Democrats’ tough negotiating tactics are fueled in part by last week’s electoral wins, in which the party expanded its Senate majority while holding the White House. “Our project at the moment is to let them sweat. We know their hand is weak, but we have to figure out how weak,” said a Democratic Senate leadership aide.

Republicans, on the other hand, have taken the opposite tact by offering concessions they hope will position them as the party of reasonable compromise. The day after the elections, Boehner gave a speech indicating that Republicans were willing to increase federal revenue by limiting loopholes and deductions, but would not accept an increase in tax rates. In exchange, Boehner said Republicans expect serious reforms to entitlement programs, mainly Medicare and Medicaid.

In an interview with National Journal Daily on Tuesday, Boehner said he “just always believed that revenues were going to have to be part of the solution, but only if the president is serious about real reform of the entitlement program. You can’t put more revenues on the table unless we do something about controlling our spending, and right now it’s out of control.”

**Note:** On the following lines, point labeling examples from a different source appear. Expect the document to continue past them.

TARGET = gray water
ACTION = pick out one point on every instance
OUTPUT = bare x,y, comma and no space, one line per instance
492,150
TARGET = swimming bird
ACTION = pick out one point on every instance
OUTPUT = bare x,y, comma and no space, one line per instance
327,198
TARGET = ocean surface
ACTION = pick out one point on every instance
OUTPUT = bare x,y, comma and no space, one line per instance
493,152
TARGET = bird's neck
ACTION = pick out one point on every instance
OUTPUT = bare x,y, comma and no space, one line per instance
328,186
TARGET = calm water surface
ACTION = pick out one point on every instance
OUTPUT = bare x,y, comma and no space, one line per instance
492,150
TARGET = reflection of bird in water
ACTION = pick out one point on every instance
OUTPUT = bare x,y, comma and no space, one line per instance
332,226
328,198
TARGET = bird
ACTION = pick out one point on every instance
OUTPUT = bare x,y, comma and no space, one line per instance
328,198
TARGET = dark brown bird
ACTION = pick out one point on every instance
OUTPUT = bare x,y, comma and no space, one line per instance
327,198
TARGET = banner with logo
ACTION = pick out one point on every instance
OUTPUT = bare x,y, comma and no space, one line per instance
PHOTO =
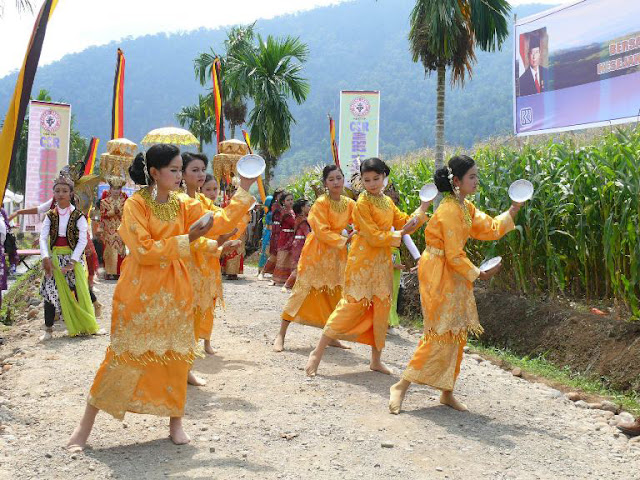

Boehner’s position is essentially unchanged from the one he advocated during last year’s negotiations over raising the debt ceiling.

Much of Democrats’ current positioning is aimed at trying to push the starting point for this year’s talks further to the left than where they ended last year, with some Democrats insisting that last year’s offer has expired. But Republicans aren’t budging, pointing to an election that left government divided.

“There was an election, but the balance of power in Washington has not changed in the slightest,” said Boehner spokesman Michael Steel.

And some Republicans believe that Democrats must be forced to talk about how they’ll cut entitlement spending. Republicans’ uncompromising position on taxes and revenue didn’t look as extreme until Democrats forced a public debate about it. Democrats’ unwillingness to make significant entitlement reforms will look similarly extreme upon public scrutiny, Republicans say.

But so far, Democrats have focused on taking the fight to taxes, an issue that until recently has favored Republicans.

“What I’m not going to do is to extend further a tax cut for folks who don’t need it, which would cost close to $1 trillion,” Obama said. “It’s very difficult to see how you make up that trillion dollars if we’re serious about deficit reduction just by closing loopholes and deductions. The math tends not to work.”

And though Friday’s White House meeting will be much hyped, both sides expect it will be long on process and short on policy. Hill staffers expect the principals will set up a negotiating process—which staffers will talk to whom, for instance—and leave the tough policy questions until after the president returns from his trip to Asia next week.

 

 

This article appears in the Nov. 15, 2012, edition of National Journal Daily.